Zara Case Study
Case Study Write-up- Zara
27 March 2013
Zara strategic model began to evolve as they expanded to overseas markets, they began to invest in their manufacturing logistics, and IT, which included a JIT manufacturing system, a 130,000 square-meter warehouse close to the corporate headquarters, and an advanced communication system to connect headquarters and supply, production and sale locations. Zara created a vertically integrated system that minimized distance and time between design, sourcing/ manufacturing, distribution, retailing, and finally back to design. This decrease in lead-times is made possible because the company manages all of its design, warehousing, distribution, and logistics. This highly integrated system allowed Zara to follow the trends and sell garments that people wanted at that moment, without the use of advertisements. Zara allowed its employees to have a lot of control and autonomy over their work. They were the ones who designed and decided what clothes should be in stores. Zara developed a business model where speed and decentralized decision making was essential. This practice, led to shorter lead times and introduction of more fashion styles. The implementation of the information and communications technologies helped facilitate the business processes at Zara. At the heart of most modern infrastructures is the IT technology.
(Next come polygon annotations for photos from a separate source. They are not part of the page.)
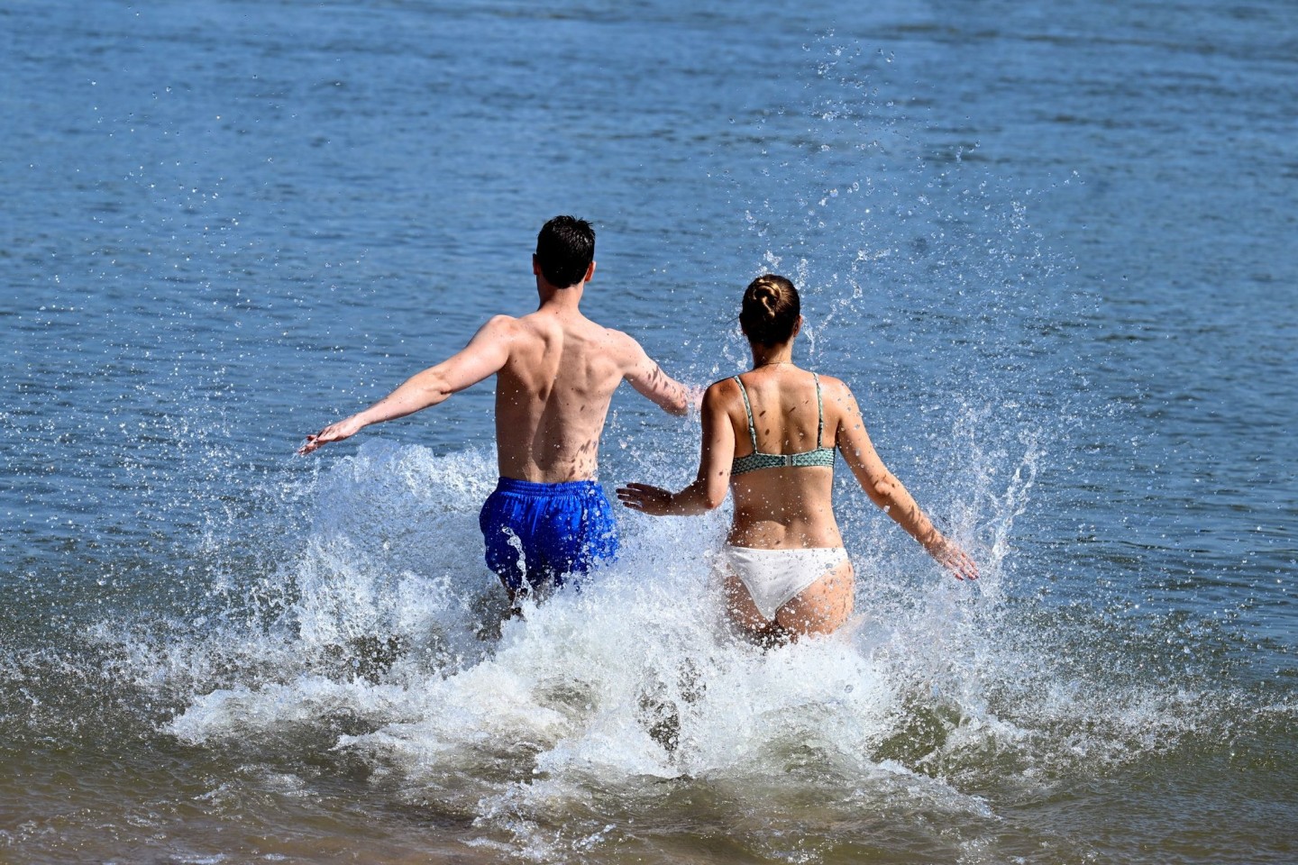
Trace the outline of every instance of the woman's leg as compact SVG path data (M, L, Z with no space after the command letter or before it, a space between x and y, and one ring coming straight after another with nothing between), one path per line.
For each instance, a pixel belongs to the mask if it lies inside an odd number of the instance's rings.
M854 587L851 562L844 559L832 571L780 607L775 613L775 622L794 639L810 634L833 633L851 615L851 606L855 600ZM750 599L749 606L752 603ZM754 610L754 612L757 611Z

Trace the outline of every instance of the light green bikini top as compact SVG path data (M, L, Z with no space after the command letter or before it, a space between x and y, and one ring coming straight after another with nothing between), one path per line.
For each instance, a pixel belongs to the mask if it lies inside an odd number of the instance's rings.
M815 380L815 409L819 419L815 428L815 450L803 450L798 454L763 454L757 450L757 427L753 425L753 403L748 401L748 388L733 376L739 385L739 392L744 394L744 414L748 415L748 437L753 440L753 453L736 456L731 463L731 477L745 472L755 472L759 468L802 468L810 466L824 466L833 468L833 447L824 447L820 438L824 434L824 401L820 398L820 376L811 373Z

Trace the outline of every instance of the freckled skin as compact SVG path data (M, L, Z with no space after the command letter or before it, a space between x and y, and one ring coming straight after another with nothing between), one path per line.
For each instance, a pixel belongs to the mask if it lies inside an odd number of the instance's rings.
M306 437L309 454L365 427L435 406L496 376L496 446L502 477L540 484L593 479L600 436L622 381L665 411L684 415L691 394L633 338L585 318L578 305L594 274L556 288L532 262L540 306L522 318L497 315L463 350L424 370L365 411ZM693 397L697 405L697 397Z

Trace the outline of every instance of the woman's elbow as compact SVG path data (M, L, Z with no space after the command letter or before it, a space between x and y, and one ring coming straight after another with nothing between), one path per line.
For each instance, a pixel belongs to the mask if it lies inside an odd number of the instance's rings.
M884 475L877 480L870 481L866 485L866 494L879 507L888 507L897 495L897 479L892 475Z

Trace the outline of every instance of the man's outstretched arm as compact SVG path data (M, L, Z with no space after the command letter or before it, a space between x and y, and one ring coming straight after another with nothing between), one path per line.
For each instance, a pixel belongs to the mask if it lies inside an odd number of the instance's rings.
M350 438L370 424L405 418L435 406L450 394L495 375L509 359L513 336L514 319L497 315L483 324L463 349L437 366L410 376L401 386L365 411L330 424L314 436L308 436L306 444L297 453L309 454L331 441Z
M627 341L631 344L630 363L623 377L639 394L648 397L672 415L684 415L691 407L698 409L704 398L702 388L687 388L663 372L639 342L630 336Z

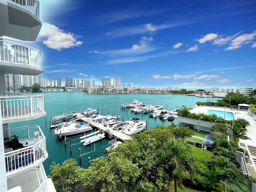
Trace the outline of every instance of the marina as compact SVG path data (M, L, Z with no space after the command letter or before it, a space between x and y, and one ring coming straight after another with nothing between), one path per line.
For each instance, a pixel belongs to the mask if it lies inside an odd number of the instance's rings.
M65 140L59 141L57 139L57 137L54 133L54 128L49 128L50 120L54 116L60 116L66 112L69 112L68 114L69 118L70 119L74 117L74 115L80 114L79 112L83 112L84 109L89 108L92 109L98 109L99 113L101 114L108 114L113 116L119 115L121 118L120 120L122 122L125 122L130 120L130 118L137 118L141 120L147 121L147 128L148 130L156 127L158 126L168 126L172 123L176 123L176 118L173 122L160 120L158 118L149 118L148 114L143 113L135 114L130 111L129 108L121 108L120 104L124 103L124 101L128 102L133 101L137 99L138 101L144 102L147 104L152 104L154 106L157 105L164 105L163 108L166 109L168 105L168 111L172 110L178 108L178 106L185 105L187 107L191 107L192 105L192 98L190 96L183 95L172 94L81 94L78 92L53 92L52 97L45 98L44 100L45 110L47 112L46 118L43 117L36 120L30 120L10 124L10 128L16 128L25 126L27 124L37 124L43 131L46 138L46 146L48 153L48 158L44 162L44 166L45 168L46 174L50 174L50 166L52 162L56 164L62 164L63 162L70 158L74 158L79 162L79 150L80 148L82 167L86 168L88 166L88 158L90 158L90 163L92 160L102 156L106 148L109 146L108 143L110 140L108 138L108 134L106 134L106 137L91 144L84 146L80 142L81 139L79 138L84 136L83 133L80 136L70 137L66 138L66 147L65 147ZM203 98L194 98L194 104L197 101L206 101L209 99ZM96 115L98 116L98 115ZM77 119L80 117L76 117ZM84 120L89 120L91 124L91 126L95 131L94 125L98 125L102 130L105 131L107 129L106 127L101 124L100 122L94 122L87 118L84 118ZM48 120L47 121L47 120ZM52 123L52 122L50 122ZM56 122L61 122L60 121ZM53 122L54 125L54 122ZM96 129L96 131L98 129ZM105 132L106 133L106 132ZM120 137L118 134L122 134L125 137L123 139L130 139L130 136L126 135L123 133L113 131L111 133L114 134L114 136ZM88 132L86 134L90 133ZM113 137L113 138L114 138ZM95 146L94 146L95 145ZM70 150L70 148L71 150ZM70 153L70 151L72 152Z

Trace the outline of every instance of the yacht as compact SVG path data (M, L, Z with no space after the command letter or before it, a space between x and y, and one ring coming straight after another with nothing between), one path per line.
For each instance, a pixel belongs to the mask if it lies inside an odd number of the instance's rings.
M131 118L130 121L125 122L127 124L120 130L120 132L128 135L133 135L143 130L147 125L146 121L140 121L138 118Z
M150 118L154 118L160 115L160 114L162 111L161 110L154 110L153 112L148 115L148 117Z
M83 122L70 123L64 122L59 123L54 130L54 135L60 136L78 134L92 130L92 127Z

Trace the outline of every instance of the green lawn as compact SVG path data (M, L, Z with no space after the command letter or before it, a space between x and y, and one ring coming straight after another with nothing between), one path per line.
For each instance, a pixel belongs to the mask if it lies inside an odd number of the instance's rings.
M206 135L205 133L198 132L198 131L193 131L193 132L194 132L194 135L202 137L202 138L204 138Z

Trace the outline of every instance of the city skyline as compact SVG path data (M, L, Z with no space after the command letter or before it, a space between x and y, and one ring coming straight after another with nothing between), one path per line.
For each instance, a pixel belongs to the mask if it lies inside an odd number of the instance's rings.
M136 87L256 87L256 3L42 1L42 75L96 84L117 76Z

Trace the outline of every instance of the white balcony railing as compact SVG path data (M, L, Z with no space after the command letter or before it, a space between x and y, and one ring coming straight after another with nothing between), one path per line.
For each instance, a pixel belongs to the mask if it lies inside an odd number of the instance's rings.
M4 154L7 177L38 167L48 157L46 138L39 126L25 126L10 129L9 131L10 135L16 136L12 136L5 142L5 151L9 151ZM10 143L17 137L18 140Z
M2 61L42 67L40 50L6 38L0 39L0 62Z
M45 113L44 96L37 93L13 94L0 98L2 119L34 117Z
M39 1L38 0L4 0L29 11L39 18Z

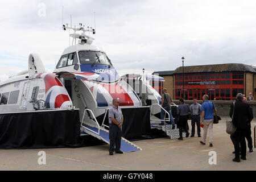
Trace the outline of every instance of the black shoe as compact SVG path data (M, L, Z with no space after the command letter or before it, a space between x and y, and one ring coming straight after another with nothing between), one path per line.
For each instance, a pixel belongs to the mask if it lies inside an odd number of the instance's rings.
M233 159L233 161L239 163L239 162L240 162L240 159L239 159L239 158L234 158L234 159Z
M235 154L236 151L233 151L232 154ZM239 152L239 154L241 155L241 151Z
M115 151L115 153L117 153L117 154L123 154L123 152L122 151L121 151L121 150L118 150L118 151Z
M246 160L246 157L241 157L241 159L243 159L243 160Z

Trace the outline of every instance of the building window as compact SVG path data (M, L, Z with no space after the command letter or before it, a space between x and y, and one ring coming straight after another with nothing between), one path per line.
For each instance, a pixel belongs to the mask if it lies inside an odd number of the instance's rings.
M193 97L192 90L191 89L189 89L189 97Z
M216 97L219 97L220 96L220 93L219 93L219 90L218 89L216 89L216 92L215 92L215 95L216 96Z
M230 96L231 96L230 89L226 89L226 97L230 97Z
M221 89L221 97L225 97L225 89Z
M236 97L237 93L238 93L237 89L232 89L232 97Z
M18 101L18 98L19 97L19 90L11 92L10 94L10 98L8 102L9 104L16 104Z
M226 79L231 79L231 73L226 73Z
M10 92L3 93L2 94L1 100L0 104L7 104L8 102L8 98L9 98Z

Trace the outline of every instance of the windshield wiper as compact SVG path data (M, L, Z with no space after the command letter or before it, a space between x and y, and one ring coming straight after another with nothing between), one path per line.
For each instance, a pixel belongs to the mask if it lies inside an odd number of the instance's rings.
M98 56L98 55L97 55L97 53L95 53L95 55L96 55L97 58L98 59L98 62L99 62L99 63L101 63L101 61L100 61L100 57ZM93 66L94 65L95 63L96 63L96 61L97 61L97 60L96 59L96 60L93 61L93 63L92 64L92 66L91 66L92 68L93 67Z

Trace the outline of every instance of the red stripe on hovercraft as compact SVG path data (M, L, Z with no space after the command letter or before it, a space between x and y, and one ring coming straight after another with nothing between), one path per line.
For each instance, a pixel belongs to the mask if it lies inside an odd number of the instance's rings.
M56 78L56 75L55 73L48 73L46 75L44 78L44 84L46 85L46 93L48 90L53 86L63 86L61 83Z
M93 75L95 75L94 73L91 73L91 72L82 72L82 73L77 73L77 72L71 72L73 74L78 74L78 75L86 75L86 76L92 76Z
M134 103L127 92L117 84L102 84L113 98L119 98L119 106L133 106Z
M58 95L55 98L55 108L60 108L61 105L65 101L69 101L69 98L67 95Z

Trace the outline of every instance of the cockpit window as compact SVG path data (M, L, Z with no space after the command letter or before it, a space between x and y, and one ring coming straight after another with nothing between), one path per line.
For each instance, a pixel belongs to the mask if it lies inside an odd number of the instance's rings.
M57 68L75 65L77 64L77 57L76 52L71 53L61 56L57 64Z
M110 65L110 60L105 53L99 51L81 51L79 52L80 63L82 64Z

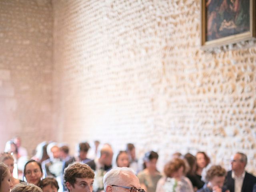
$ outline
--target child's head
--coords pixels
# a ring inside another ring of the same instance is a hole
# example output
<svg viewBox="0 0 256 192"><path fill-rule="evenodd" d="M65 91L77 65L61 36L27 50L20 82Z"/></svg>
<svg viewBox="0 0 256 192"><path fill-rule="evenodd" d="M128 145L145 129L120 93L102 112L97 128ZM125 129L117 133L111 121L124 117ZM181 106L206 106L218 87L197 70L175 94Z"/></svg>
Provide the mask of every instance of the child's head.
<svg viewBox="0 0 256 192"><path fill-rule="evenodd" d="M41 181L41 187L43 192L57 192L59 185L53 177L46 177Z"/></svg>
The advantage of this system is that it put Zara on the forefront of the fashion industry. Their lead-time from design to retail outlet was about 3 months compared to an industry average of 9 months or more. Due to ownership and control over their production, they ensured timely deliveries and service. A disadvantage here is that most of their stores ran out of stock, meaning they have low dependability in terms of product availability, however another perspective of dependability in terms of keeping to date with fashion was achieved.